Saturday nights we'd all go to the Jenkins' house to listen to the radio or if they didn't have company, they'd get in our wagon and ride to our house bringing the radio with them. We'd put the battery and the radio in a washtub lined with quilts to protect them as we bounced along in the wagon. We'd all listen to the country music programs and wonder about all the people who played and sang on the radio. Sometimes it seemed if you just closed your eyes and listened you could almost see them folks singing; and everyone of them was rich and refined looking and wearing new clothes from a Sears catalog or maybe even wearing new clothes from one of them stores advertised in the St. Louis Post Dispatch paper.

After we met the Jenkins' family and became so fond of them, not once did we ever say they took over our farm. Right at first, Mr. Jenkins told Papa if he could ever afford to or if Papa could ever pay him the back payments, he would get a small place in or near town. But then none of us ever hoped to get that much money for it would take a hundred or maybe two hundred dollars. So us children, among ourselves, would just pretend we had loaned Mr. Jenkins our farm. But we soon learned other folks didn't feel that way. Dovie Davis just had to let us know that she knew we had lost our place to the Jenkins' family.

One day the Davis' family visited the Jenkins' while we were there and Dovie came out where Joan and I were watching Jimmy shake walnuts down from a tree. She asked me what kind of a house the Shaughnessy house was. Then before I could answer she said it was a good thing the Shaughnessy's even owned a chicken coop for us to live in seeing as how we didn't have anywhere else to live after Mr. Jenkins took over our farm and house.

I remembered what Papa had said about the Jenkins' feeling just as bad as we did for they had lost a much finer place than ours but still I felt my face get red with shame and I opened my mouth to call her a big blabber mouth but didn't say anything for just then Jimmy shook the limb he was standing on real hard and a bunch of walnuts pelted Dovie on the head. She started hollering for her Mama and bawling like a calf being weaned. Just then Jonathon and Danny came up and Danny was saying, "Your shoes is girls shoes for they both have straps just like girls shoes on the toes." Jonathon answered back, "They ain't girls shoes while I'm wearing them. They is boys shoes." They were Joan's outgrown shoes she had given to us and only Jonathon could wear them.

The two boys lit into each other and fell to the ground in a wild scramble of flying feet and fists but Mama came running out and broke up the fight.
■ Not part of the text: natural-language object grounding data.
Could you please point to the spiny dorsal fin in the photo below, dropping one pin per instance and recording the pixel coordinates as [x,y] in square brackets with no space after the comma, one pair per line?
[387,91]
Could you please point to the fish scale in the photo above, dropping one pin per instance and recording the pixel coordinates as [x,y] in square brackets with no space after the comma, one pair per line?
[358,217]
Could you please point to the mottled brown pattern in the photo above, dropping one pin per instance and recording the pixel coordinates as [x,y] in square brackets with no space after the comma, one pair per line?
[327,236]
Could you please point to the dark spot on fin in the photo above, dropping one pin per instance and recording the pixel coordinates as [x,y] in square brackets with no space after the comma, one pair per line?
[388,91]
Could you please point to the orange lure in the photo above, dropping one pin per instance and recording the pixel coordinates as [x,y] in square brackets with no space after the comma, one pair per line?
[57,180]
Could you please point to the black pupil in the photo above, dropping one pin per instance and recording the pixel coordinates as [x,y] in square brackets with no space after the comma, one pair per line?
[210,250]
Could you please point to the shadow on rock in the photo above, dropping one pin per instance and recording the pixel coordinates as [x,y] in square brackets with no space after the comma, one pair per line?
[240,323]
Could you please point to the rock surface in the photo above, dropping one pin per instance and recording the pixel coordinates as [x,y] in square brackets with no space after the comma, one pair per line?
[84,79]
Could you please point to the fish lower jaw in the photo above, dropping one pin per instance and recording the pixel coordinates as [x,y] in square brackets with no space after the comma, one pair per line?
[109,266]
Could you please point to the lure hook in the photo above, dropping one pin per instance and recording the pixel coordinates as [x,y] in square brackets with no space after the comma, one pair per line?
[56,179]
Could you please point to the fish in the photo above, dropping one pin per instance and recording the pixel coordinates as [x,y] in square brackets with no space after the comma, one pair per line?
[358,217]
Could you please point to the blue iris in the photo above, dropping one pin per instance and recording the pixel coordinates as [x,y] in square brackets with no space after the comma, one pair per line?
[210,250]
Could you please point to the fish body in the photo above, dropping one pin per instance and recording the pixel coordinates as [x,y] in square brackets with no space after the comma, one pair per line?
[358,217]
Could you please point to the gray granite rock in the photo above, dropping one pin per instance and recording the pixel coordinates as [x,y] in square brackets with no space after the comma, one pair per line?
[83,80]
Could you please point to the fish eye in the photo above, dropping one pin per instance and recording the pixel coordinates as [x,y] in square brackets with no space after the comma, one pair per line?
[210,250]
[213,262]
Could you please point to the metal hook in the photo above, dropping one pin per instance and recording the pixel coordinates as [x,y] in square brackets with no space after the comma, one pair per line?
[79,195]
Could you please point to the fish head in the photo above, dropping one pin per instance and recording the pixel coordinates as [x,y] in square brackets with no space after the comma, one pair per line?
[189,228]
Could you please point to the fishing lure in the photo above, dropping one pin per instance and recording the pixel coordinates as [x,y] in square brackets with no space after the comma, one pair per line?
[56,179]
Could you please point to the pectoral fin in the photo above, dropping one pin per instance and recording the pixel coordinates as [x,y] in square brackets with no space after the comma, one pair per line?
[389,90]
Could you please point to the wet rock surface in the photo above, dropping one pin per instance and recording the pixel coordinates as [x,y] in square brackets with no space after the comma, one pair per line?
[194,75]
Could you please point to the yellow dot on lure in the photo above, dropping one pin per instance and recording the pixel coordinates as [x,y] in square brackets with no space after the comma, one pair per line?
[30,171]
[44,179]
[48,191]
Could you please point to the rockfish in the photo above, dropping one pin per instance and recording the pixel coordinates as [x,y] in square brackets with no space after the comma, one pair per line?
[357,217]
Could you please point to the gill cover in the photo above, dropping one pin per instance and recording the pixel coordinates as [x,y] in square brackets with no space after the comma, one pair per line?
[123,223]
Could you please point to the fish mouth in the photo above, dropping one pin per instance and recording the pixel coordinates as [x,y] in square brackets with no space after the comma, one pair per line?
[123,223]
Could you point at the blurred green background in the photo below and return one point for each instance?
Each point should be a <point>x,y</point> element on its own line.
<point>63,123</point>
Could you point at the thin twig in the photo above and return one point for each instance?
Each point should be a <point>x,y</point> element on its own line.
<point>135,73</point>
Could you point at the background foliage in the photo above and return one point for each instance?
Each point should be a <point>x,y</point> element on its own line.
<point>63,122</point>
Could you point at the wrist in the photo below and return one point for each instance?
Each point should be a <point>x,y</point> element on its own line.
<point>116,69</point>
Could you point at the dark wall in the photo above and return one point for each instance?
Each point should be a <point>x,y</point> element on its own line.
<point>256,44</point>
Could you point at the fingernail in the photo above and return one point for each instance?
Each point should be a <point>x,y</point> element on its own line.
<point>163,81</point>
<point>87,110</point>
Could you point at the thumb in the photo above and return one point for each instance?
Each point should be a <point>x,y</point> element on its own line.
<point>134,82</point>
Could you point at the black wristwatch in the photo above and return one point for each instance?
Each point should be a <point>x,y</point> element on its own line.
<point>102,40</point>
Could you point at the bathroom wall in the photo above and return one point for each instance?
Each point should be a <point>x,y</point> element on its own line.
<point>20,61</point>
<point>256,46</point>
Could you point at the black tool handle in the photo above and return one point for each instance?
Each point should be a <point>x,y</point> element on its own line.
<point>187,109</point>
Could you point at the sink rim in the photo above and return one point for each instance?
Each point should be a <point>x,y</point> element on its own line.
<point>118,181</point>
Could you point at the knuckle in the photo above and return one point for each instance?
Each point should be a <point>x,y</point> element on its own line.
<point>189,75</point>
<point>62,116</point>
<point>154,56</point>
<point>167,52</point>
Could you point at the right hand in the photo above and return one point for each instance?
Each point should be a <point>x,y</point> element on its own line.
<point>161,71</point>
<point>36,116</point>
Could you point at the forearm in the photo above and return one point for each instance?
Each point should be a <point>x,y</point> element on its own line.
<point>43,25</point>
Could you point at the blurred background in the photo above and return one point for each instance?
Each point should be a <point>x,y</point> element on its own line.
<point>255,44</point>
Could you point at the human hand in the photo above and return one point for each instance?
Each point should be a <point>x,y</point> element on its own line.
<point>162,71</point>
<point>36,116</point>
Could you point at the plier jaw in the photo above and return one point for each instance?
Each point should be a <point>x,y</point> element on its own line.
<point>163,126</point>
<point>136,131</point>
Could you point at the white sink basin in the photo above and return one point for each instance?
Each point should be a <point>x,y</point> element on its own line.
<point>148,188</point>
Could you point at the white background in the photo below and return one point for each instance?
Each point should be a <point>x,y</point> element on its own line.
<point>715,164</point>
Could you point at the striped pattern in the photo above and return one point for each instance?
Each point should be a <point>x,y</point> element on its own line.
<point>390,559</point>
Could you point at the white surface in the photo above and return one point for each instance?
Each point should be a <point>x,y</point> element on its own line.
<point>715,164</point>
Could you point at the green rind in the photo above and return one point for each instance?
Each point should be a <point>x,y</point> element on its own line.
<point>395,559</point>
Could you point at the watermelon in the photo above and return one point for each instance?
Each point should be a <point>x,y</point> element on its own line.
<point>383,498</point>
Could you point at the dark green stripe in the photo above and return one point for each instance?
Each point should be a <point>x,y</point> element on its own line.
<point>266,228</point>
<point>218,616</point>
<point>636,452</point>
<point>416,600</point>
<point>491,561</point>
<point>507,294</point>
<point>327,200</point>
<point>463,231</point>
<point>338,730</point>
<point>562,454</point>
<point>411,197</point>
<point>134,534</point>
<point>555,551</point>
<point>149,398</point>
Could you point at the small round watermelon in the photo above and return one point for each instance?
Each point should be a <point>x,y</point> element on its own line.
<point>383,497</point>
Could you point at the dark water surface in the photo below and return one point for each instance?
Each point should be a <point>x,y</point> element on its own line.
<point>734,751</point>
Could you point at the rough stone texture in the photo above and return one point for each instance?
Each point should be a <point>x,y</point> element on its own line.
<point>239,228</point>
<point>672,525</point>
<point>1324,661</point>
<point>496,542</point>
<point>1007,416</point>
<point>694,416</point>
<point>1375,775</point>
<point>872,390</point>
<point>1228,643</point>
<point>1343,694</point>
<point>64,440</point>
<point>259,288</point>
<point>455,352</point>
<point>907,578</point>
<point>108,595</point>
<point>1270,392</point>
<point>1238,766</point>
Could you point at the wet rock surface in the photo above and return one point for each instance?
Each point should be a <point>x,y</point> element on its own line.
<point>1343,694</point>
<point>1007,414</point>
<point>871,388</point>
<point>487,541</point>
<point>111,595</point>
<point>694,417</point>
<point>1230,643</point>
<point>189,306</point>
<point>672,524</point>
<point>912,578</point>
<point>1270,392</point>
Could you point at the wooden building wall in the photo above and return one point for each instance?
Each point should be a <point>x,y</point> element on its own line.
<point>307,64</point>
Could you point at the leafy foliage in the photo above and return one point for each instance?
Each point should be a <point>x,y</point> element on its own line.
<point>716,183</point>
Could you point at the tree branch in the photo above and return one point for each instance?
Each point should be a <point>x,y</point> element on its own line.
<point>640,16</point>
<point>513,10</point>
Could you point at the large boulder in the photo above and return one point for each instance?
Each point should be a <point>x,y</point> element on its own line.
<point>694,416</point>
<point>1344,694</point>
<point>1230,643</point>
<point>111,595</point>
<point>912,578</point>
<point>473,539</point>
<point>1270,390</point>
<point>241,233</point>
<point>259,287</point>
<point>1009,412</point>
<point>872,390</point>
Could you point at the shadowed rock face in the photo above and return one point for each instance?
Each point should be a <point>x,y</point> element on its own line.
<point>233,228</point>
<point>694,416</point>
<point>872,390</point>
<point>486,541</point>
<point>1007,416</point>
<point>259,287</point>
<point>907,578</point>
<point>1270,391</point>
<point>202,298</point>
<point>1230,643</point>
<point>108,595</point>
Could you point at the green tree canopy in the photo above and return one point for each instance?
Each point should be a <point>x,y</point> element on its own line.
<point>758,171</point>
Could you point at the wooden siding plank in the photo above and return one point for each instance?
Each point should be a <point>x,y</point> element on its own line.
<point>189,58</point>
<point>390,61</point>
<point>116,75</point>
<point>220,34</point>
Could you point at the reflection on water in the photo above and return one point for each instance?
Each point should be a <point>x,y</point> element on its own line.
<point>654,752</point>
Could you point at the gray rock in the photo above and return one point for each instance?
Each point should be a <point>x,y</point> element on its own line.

Danny and Dovie both went and leaned on their Mama's fat knees and sniffed and wiped their runny noses on their sleeves for awhile. We went ahead gathering walnuts and looking inside the house every now and then to see what was going on. Then Joan told us she and Jimmy were afraid some of the Davis family would look in their mailbox and see Mr. Jenkins' relief check and that Dovie would blab it to everyone in church. Getting relief help was such a dreadful shame that nobody could live it down. Even Mr. Martin said that stealing was better than taking a handout from them "givernment fellers."